Depuis le déferlement de l’armée russe sur l’Ukraine le 24 février dernier, le refus par le Kremlin d’employer certains mots – en privilégiant notamment le terme « opération militaire spéciale » à « guerre » ou « invasion » – nous oblige à revenir sur la juste qualification, en droit pénal international, des actes commis dans le cadre de ce conflit, en vue de désinstrumentaliser cette rhétorique politicienne et ainsi redonner aux violences commises leurs réels contours juridiques.
Le Statut de Rome prévoit la juridiction criminelle au niveau international à l’égard des individus qui commettent un des crimes qui touchent l’ensemble de la communauté internationale.
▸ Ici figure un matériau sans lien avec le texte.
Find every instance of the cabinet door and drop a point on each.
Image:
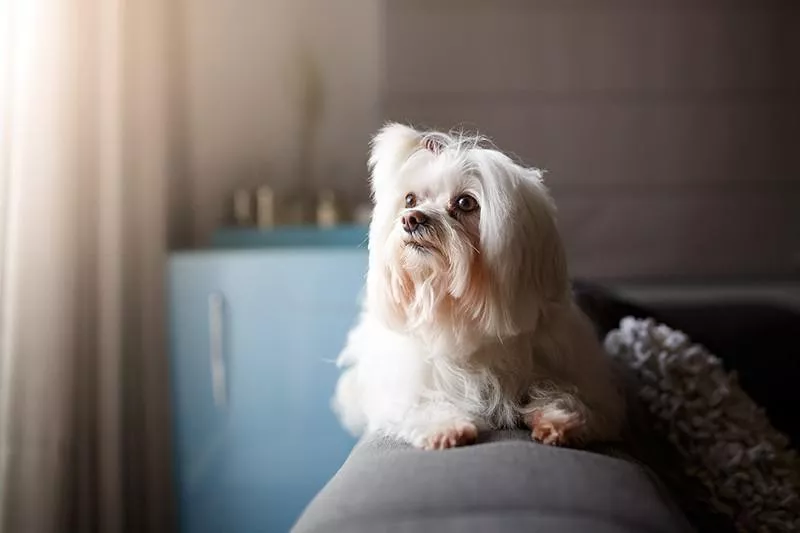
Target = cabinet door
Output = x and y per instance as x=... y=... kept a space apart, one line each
x=272 y=440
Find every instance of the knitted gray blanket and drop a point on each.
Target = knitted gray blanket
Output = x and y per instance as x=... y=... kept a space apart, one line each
x=723 y=439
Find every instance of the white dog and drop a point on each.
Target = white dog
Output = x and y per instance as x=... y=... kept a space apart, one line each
x=468 y=321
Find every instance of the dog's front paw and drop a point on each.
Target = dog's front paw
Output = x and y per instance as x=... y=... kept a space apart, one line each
x=555 y=427
x=449 y=436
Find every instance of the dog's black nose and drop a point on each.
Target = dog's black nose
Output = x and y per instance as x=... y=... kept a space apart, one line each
x=412 y=220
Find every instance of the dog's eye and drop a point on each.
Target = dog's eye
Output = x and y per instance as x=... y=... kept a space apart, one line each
x=466 y=203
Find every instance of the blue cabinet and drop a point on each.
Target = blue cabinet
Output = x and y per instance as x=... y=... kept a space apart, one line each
x=253 y=335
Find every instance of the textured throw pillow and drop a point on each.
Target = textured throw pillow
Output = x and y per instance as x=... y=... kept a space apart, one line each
x=723 y=438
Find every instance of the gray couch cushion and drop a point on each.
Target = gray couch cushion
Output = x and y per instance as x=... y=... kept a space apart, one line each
x=503 y=483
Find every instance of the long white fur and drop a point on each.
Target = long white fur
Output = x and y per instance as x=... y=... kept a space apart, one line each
x=483 y=330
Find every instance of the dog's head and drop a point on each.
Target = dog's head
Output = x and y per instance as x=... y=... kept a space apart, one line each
x=461 y=236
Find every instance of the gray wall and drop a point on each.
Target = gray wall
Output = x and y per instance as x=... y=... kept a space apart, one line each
x=240 y=69
x=668 y=127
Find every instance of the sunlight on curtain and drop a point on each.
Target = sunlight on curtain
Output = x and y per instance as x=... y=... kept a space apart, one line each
x=82 y=246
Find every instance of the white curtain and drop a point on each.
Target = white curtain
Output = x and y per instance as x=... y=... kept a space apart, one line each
x=84 y=418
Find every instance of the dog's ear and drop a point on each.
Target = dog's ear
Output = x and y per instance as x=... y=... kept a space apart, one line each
x=390 y=148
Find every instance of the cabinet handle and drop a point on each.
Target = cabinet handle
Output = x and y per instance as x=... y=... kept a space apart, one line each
x=216 y=321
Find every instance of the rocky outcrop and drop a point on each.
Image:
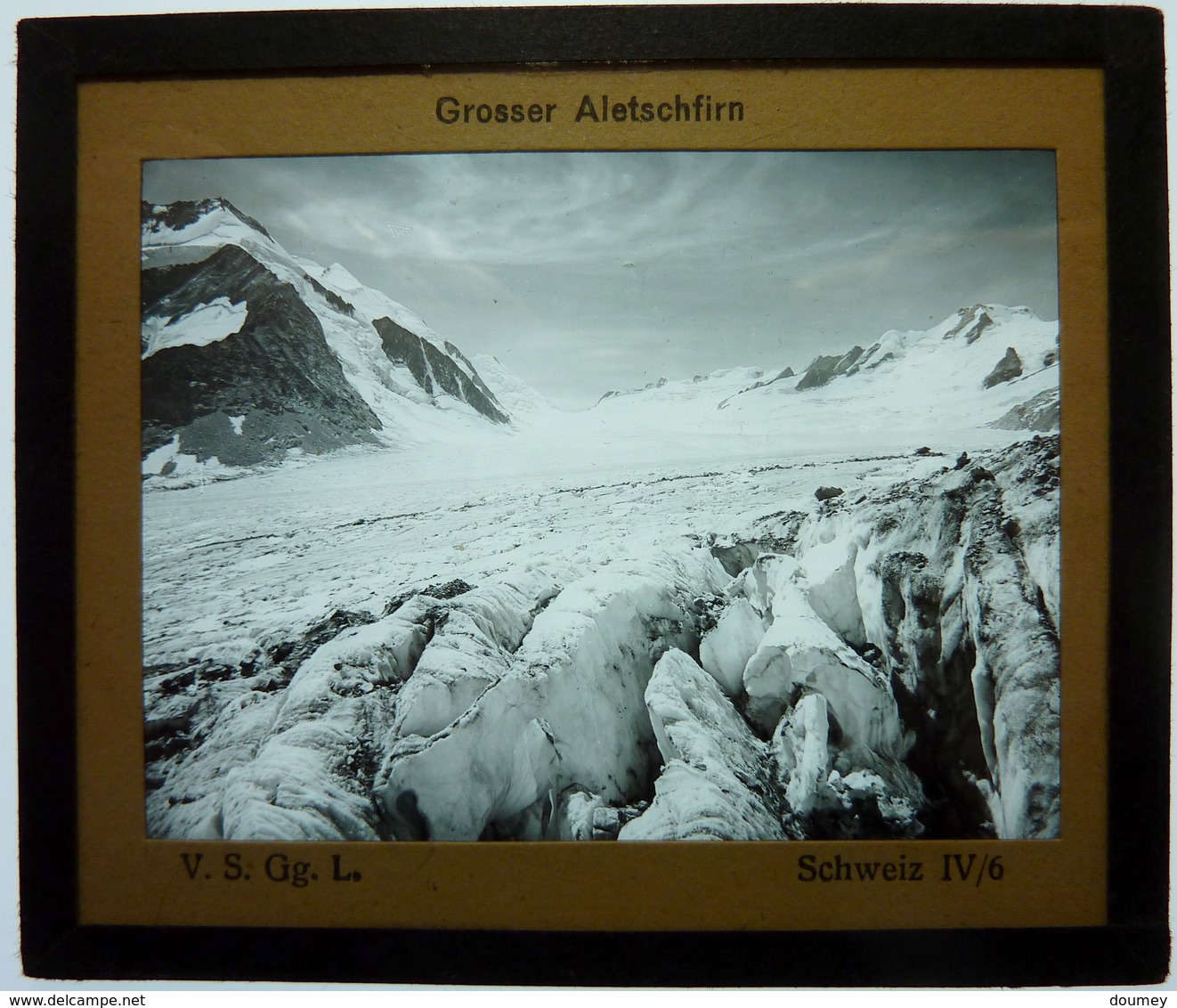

Il réprime les violations du droit international humanitaire et définit les crimes internationaux fondamentaux les plus graves : le crime d’agression, les crimes de guerre, les crimes contre l’humanité et le crime de génocide.
La professeure Muriel Paradelle décortique les éléments à prendre en compte pour retenir la qualification pénale de crime contre l’humanité au sens du droit international dans le contexte du conflit en Ukraine. On entend par crime contre l’humanité un acte commis dans le cadre d’une attaque généralisée ou systématique lancée contre toute population civile et en connaissance de cette attaque, que ce soit dans un contexte de guerre ou non. Ces actes comprennent notamment les meurtres, la torture, les violences sexuelles, l’esclavage, la persécution et les disparitions forcées. Ainsi, les actions de l’armée russe en Ukraine peuvent-elles être qualifiées de crimes contre l’humanité au sens de l’article 7 du Statut de Rome de la Cour pénale internationale?